I've recently been asked why DBD::ODBC does not tell you which bound parameter or bound column is in error when an insert/select specifies a type which the driver cannot convert to e.g., column is varchar(10) and bind column as an integer and the content cannot be converted to an integer or you bind a string parameter 'fred' to an integer column; there are other examples more complex. When you've only got a few parameters/columns it is not difficult but when you've got tens of them it is a different matter. The thing is many (most?) ODBC drivers can tell you which bound column/parameter is in error via SQLGetDiagField(SQL_DIAG_COLUMN_NUMBER).

set_err only allows a driver to add:

$rv = $h->set_err($err, $errstr, $state, $method, $rv);

native error code, error message, state, method and alternative return value.

ODBC provides a number of other fields available per error - see http://msdn.microsoft.com/en-us/library/windows/desktop/ms710181%28v=vs.85%29.aspx

Not all of them are that useful but a few like SQL_DIAG_COLUMN_NUMBER are and SQL_DIAG_ROW_NUMBER is useful when doing execute_for_fetch as it indicates the row in error. In the latter case I had to write special code to handle that when I implemented execute_for_fetch as there was no way in DBI to store it.
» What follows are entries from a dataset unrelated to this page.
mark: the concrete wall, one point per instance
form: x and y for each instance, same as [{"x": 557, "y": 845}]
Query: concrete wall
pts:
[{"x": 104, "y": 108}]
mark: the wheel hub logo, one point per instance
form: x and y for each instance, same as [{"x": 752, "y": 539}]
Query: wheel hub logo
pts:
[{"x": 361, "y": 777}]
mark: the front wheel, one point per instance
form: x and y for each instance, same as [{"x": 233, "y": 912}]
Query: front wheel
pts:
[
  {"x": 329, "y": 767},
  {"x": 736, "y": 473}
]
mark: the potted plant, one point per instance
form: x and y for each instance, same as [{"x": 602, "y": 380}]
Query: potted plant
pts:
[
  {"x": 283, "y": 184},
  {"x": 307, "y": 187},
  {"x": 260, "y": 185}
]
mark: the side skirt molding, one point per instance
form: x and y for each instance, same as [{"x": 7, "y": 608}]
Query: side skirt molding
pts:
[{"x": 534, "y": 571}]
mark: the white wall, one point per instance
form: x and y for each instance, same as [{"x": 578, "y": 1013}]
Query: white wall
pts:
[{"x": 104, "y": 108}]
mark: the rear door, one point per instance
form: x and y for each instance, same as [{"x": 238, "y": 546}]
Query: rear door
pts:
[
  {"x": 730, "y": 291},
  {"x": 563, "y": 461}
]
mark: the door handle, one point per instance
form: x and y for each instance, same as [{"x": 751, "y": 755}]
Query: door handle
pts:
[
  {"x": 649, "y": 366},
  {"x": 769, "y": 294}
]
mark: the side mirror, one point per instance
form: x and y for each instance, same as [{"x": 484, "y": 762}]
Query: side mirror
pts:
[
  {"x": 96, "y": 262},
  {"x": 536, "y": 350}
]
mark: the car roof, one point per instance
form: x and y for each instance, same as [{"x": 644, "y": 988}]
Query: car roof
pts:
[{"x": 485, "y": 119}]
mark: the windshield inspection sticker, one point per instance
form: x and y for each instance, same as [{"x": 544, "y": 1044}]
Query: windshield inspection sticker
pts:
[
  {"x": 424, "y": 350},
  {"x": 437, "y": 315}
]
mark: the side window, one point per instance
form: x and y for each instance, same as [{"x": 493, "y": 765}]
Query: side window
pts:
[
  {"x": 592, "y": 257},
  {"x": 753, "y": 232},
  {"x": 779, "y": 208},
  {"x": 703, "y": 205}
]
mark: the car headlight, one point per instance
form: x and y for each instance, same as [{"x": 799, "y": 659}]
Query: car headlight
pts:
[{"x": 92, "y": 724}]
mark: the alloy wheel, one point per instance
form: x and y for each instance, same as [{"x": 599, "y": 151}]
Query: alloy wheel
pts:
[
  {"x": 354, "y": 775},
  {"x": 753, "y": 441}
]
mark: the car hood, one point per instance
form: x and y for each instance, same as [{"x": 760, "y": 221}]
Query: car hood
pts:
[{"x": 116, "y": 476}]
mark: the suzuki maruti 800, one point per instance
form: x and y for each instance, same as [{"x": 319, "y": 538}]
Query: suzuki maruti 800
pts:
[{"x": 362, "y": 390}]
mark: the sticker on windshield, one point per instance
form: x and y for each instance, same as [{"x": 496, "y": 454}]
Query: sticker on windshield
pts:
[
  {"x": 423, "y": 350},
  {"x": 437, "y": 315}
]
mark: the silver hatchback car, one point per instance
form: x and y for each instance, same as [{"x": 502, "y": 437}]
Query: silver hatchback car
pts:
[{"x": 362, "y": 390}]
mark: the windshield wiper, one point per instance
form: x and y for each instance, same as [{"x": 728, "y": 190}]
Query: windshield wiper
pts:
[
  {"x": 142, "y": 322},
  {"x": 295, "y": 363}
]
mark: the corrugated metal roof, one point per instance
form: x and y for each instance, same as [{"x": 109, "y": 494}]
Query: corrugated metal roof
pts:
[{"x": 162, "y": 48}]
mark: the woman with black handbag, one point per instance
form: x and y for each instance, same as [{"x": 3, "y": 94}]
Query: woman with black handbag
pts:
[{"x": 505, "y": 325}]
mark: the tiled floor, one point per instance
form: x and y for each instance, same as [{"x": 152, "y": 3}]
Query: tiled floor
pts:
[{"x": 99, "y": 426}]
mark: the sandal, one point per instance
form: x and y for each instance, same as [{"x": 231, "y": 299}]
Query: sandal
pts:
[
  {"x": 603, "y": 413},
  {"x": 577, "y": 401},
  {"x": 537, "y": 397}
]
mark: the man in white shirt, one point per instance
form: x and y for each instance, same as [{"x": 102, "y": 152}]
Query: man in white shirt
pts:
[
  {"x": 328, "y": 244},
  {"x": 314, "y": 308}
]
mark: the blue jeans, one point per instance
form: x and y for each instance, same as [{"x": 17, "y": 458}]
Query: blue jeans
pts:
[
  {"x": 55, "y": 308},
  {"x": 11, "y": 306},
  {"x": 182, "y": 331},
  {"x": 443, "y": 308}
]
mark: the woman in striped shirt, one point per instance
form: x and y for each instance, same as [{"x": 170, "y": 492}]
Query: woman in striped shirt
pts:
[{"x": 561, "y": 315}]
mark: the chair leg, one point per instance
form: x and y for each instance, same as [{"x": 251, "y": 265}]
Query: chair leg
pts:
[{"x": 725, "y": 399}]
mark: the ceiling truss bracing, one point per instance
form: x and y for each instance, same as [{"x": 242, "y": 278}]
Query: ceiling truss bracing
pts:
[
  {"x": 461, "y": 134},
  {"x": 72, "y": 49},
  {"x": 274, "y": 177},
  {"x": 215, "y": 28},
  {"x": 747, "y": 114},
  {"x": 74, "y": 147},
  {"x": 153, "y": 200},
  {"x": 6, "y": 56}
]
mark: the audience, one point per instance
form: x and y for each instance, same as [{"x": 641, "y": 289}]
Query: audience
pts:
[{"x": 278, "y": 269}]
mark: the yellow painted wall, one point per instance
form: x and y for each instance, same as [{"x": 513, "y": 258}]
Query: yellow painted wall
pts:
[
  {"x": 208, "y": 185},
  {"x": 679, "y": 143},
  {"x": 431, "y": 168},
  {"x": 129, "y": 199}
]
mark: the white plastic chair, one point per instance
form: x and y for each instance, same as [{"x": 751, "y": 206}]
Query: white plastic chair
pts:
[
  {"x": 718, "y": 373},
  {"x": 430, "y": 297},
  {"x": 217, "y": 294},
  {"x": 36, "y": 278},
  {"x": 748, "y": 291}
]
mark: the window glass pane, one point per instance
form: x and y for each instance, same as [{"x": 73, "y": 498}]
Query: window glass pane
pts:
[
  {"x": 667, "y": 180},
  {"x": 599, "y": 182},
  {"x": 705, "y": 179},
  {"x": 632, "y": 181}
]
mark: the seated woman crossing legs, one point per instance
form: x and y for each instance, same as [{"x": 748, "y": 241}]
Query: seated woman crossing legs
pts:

I can add methods or attributes to DBD::ODBC to allow you to retrieve the additional fields for an error but it is problematic because which error are we talking about if there are multiple ones for one ODBC call - I think I'd end up simply adding Perl wrappers for the actual ODBC calls below and I doubt anyone would use them. Basically in ODBC when an error occurs the ODBC 3 way of doing things is:

assuming the last operation was on statement
recno = 1;
do {
SQLGetDiagRec(this_is_a_statement_handle, sth, recno, &state, &native_error, &msg_text, msg_text_buf_len,
&length_of_returned_msg_text);
  # these values are passed to set_err
# DBD::ODBC does not currently do the following except in execute_for_fetch special case
  # and it has nothing to do with set_err right now:
  for (each additional field of interest) {
     SQLGetDiagField(...);
  }
# obviously there is logic to differentiate errors and warnings and info here
  set_err(...);
  recno++;
} while we got an error

I'm looking for ideas of how best to do this. An obvious choice would be to add a hash to the end of set_err where a DBD could add whatever additional keys are meaningful and perhaps we could define some standard ones - but that is just an option and I'm not sure what happens if there are multiple errors (other than when you've got an error handler).

Any comments? What do other DBDs have access to that does not fit into set_err? Even if people don't think there is any need to add anything to DBI, do any other DBDs have anything to do this?